Margaret Kasahara
Artist Profile: Margaret Kasahara
Transforming the Everyday and Mastering Time
By Danielle Cunningham
If art is alchemy, then Margaret Kasahara is an alchemist. Using items like toothpicks, buttons, and her own hair, the multi-disciplinary artist elevates these objects through her art processes, transforming them from common to sacred. And she takes her wizardry a step further, sometimes seemingly stopping time through her transformations while also reminding viewers of time’s unstoppable passage.
Kasahara makes materials present as well, assuredly applying a minimalist, contemporary aesthetic to them, though her work is also influenced by the abundance of objects available for repurposing in our modern world. She is seldom constrained by any particular style. As she points out, “It’s more freeing to stay away from the limitations of labels and categories and to only think about the best way to realize a piece.” [1]
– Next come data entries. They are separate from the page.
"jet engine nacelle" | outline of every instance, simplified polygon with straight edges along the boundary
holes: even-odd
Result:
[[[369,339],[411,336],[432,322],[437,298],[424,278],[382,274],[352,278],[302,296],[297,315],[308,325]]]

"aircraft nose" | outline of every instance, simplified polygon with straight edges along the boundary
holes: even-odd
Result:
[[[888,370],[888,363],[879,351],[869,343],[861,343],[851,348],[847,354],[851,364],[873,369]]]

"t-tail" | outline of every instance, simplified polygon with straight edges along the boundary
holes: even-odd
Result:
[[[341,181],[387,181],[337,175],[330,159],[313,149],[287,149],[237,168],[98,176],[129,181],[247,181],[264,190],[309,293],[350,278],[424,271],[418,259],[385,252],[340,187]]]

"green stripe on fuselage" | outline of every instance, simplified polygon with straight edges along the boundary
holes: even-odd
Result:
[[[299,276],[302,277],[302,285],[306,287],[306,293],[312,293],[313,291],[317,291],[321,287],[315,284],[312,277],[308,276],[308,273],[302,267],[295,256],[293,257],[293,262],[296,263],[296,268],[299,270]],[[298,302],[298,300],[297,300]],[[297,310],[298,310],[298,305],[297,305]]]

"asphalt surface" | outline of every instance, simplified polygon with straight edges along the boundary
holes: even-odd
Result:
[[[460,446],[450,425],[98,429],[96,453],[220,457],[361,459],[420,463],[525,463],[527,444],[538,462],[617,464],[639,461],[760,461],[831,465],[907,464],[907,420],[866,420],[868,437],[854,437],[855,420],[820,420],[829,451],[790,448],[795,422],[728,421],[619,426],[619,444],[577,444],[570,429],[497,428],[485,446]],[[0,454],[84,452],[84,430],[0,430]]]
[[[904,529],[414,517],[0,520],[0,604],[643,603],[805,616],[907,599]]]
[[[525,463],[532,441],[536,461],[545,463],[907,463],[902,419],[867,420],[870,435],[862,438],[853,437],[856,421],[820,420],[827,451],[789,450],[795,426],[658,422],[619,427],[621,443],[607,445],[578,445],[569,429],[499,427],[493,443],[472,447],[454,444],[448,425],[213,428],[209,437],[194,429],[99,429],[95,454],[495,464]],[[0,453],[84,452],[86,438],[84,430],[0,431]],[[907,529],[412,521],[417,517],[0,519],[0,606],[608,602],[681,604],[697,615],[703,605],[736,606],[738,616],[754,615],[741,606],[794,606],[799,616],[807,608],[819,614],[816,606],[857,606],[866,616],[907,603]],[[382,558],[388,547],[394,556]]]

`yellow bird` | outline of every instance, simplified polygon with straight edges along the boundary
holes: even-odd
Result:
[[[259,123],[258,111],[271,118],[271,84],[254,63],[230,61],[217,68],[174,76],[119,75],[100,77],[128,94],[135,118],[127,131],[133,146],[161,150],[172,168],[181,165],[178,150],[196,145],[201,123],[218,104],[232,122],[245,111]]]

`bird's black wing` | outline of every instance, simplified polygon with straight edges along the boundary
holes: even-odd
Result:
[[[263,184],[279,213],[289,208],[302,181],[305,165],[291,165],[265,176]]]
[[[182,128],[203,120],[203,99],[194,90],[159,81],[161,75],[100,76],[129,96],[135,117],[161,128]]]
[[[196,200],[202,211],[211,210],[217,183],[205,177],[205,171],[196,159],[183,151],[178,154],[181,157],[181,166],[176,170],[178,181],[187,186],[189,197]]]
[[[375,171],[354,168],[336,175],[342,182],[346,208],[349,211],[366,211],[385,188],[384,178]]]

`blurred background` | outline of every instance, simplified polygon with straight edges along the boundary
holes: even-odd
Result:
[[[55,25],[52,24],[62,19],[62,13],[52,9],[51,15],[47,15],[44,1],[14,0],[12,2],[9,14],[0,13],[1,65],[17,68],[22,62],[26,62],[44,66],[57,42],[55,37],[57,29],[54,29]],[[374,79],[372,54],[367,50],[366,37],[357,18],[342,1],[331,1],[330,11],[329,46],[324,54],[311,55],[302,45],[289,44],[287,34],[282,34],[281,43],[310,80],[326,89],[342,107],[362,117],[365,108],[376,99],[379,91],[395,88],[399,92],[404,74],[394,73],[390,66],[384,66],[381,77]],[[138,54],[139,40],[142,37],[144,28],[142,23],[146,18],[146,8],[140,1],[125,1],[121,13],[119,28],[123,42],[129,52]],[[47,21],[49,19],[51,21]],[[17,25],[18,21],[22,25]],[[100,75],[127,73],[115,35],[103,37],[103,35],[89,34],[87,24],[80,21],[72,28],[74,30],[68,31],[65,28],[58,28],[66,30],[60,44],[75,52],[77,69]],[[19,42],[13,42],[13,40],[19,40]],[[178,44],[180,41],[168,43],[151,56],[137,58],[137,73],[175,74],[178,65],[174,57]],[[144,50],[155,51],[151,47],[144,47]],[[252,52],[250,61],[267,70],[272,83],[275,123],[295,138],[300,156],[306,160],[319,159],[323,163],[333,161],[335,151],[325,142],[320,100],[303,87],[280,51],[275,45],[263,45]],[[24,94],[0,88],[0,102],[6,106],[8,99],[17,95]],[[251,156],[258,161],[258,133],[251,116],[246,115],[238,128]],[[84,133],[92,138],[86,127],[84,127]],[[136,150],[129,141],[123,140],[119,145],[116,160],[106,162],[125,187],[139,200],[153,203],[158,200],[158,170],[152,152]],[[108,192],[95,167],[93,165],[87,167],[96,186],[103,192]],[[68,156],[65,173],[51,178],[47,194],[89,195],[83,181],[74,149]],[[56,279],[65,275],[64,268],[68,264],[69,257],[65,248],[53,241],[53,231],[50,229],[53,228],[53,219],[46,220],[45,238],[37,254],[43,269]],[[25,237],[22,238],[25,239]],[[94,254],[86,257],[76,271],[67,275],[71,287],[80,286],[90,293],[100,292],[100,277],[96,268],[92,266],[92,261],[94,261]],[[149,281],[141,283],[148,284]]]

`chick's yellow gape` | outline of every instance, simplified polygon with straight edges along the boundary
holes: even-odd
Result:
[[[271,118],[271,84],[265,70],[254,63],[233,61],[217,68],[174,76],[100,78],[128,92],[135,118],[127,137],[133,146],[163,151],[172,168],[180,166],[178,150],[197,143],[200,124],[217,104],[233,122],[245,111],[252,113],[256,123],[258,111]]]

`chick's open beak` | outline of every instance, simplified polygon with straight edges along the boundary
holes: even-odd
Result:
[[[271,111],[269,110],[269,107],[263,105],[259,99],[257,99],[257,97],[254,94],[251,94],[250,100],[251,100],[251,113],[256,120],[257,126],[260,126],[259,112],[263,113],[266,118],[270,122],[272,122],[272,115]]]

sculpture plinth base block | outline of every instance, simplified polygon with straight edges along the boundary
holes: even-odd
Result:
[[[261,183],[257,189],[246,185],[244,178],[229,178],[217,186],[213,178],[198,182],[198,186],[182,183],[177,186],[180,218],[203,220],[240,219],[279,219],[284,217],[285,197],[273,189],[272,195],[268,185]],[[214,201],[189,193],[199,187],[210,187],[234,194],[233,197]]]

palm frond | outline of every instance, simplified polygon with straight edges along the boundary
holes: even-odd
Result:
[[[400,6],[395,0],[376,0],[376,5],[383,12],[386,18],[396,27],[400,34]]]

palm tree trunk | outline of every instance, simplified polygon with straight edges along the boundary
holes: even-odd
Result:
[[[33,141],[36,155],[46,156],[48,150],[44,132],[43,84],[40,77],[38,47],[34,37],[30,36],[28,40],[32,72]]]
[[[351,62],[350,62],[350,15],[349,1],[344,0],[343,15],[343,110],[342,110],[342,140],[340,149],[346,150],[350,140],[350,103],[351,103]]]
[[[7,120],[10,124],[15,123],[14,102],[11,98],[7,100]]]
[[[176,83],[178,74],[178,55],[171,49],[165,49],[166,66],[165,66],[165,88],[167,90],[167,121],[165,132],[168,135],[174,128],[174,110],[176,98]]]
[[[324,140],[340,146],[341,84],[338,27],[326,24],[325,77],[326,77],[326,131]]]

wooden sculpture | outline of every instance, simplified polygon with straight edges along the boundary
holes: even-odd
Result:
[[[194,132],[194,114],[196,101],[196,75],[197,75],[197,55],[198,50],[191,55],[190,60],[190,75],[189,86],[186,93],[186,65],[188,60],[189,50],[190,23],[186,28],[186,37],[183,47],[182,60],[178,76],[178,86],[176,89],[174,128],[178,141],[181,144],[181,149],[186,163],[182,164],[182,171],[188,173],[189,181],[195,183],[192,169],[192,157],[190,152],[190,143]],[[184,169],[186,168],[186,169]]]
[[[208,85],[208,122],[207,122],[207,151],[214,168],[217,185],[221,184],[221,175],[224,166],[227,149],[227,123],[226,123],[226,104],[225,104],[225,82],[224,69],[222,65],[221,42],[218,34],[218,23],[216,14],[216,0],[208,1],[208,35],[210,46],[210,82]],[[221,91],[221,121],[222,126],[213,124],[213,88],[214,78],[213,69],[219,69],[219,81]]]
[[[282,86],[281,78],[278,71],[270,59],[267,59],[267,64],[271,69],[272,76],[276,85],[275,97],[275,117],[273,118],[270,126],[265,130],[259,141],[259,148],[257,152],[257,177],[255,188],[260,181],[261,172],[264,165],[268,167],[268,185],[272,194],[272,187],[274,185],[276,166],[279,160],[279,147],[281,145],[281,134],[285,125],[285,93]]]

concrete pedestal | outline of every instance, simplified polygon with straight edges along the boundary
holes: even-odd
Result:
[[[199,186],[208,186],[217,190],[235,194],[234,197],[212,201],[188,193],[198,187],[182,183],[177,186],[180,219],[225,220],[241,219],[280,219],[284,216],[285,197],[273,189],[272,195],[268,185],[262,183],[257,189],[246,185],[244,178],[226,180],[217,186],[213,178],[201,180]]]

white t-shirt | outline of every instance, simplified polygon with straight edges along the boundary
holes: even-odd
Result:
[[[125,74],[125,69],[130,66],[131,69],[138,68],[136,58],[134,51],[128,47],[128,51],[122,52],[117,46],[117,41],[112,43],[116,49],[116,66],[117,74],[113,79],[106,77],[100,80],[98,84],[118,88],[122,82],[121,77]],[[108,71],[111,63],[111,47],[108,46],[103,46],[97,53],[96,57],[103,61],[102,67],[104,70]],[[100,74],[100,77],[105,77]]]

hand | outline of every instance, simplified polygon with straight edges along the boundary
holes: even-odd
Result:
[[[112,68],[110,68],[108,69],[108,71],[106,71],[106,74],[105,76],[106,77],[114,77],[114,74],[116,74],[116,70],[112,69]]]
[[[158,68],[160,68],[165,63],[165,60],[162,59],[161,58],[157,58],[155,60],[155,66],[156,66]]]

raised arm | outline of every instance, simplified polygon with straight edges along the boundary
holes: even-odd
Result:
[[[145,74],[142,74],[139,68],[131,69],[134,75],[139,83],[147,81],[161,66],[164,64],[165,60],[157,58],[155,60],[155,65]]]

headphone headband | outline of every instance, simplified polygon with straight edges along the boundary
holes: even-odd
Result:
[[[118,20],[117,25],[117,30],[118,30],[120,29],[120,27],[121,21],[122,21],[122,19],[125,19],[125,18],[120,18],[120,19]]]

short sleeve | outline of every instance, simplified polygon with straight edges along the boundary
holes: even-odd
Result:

Born in New York City, but raised in Boulder, and now living in Colorado Springs, Kasahara faced exoticization in the 1970s as an Asian-American woman. She responded to this experience as a young painter and continues to respond just as she does to life in general: with hope, humility, and a seemingly relentless ambition to channel life into her work, plus an ever-present comic sense. As she sees it, her approach to art-making is an extension of how she processes the world around her, leading her to use non-threatening means such as humor to call into question the absurdity of life.
Although she says it isn’t her intention to make political art, she recognizes the political implications of visually expressing her Asian-American, female identity. Her solo exhibition Between the Lines at the Colorado Springs Fine Arts Center in 2014 expressly delved into identity politics. It consisted primarily of large, flat paintings in which she interrogated overtly stereotypical Asian imagery such as Hello Kitty and koi fish. She also showed three-dimensional works made with kitschy objects like paper parasols and Chinese take-out containers.
Kasahara continues this interrogation into identity and materiality in her current Notation series (2016-the present). Using sushi rice, origami paper, and metallic threads, these pieces demonstrate her ancestry as well as her ability to bring out the hidden qualities of everyday objects to create new histories. Process is equally as important as materials for Kasahara. Hers can be likened to that of a meticulous craftsperson from a forgotten age, as she coats tiny grains of rice carefully in gold leaf—as in Notation 22-21 (2021)—and they gain what she describes as “a jewel-like quality.”
Rice, before Kasahara alters it, is a material that to many is unremarkable. As she notes, though, her process accentuates the “uniqueness and individuality of each grain,” making it costly and precious. Paired with intricate and time-consuming pencil strokes, as seen in the recent exhibition U OK? at the University of Colorado at Colorado Springs Gallery of Contemporary Art, these works feel meditative and their production requires deep concentration and dedication. The space around the rice grains seems to glow, as it is accentuated by the darker, heavily-textured and penciled-in areas surrounding each grain, creating an air of sacredness. These works with rice also appear like petri dishes full of organisms that are ostensibly capable of multiplying.
Rice isn’t the only ordinary object whose history Kasahara draws forth. Included in the Notation series are four delicate works made with strands of her own hair, pink paper, and thread, which she exhibited in the Pink Progression show at the Center for Visual Art in 2018. These pieces are deliberate acts reflecting the passage of time, for it takes years to grow a single strand of hair. Effectively, hair holds the history of its owner and it demonstrates that time is moving constantly forward.
This makes Kasahara a controller of time, freezing individual moments as she fixes strands of her hair to sheets of paper. Hair is also a receptacle for DNA—a fact to which Kasahara alludes while framing her own body as a source for art media. In addition to these subtleties, the artist points out yet another, noting the commonalities between rice and hair since both reference heritage. By showcasing a myriad of objects in her work, she expresses her pride in her own ancestry, and that she is a keen observer and a keeper of memory, time, and culture.
Kasahara’s work is refined due to her technical skill and deeply thoughtful conceptual content. Her range of materials and the ways she combines them cause her to stand out and make her difficult to define as an artist, which is exactly how she prefers it. She exists outside of painting, drawing, or sculpture, and is instead a thoroughly modern artist—one who can utilize any and all media, and who never takes herself too seriously. In her own words, “It’s the work that matters.”
Danielle Cunningham is an artist, scholar, and independent curator living in Denver, Colorado. She writes from a critical theoretical perspective on topics including science fiction, gender, sexuality, and disability, with an emphasis on mental illness. Dani has curated numerous group exhibitions and is the co-founder of chant cooperative—an artist co-op in Denver. She holds a Master’s Degree in Art History and Museum Studies from the University of Denver.
[1] This quote and subsequent quotes come from my interview and correspondence with Margaret Kasahara in September 2021.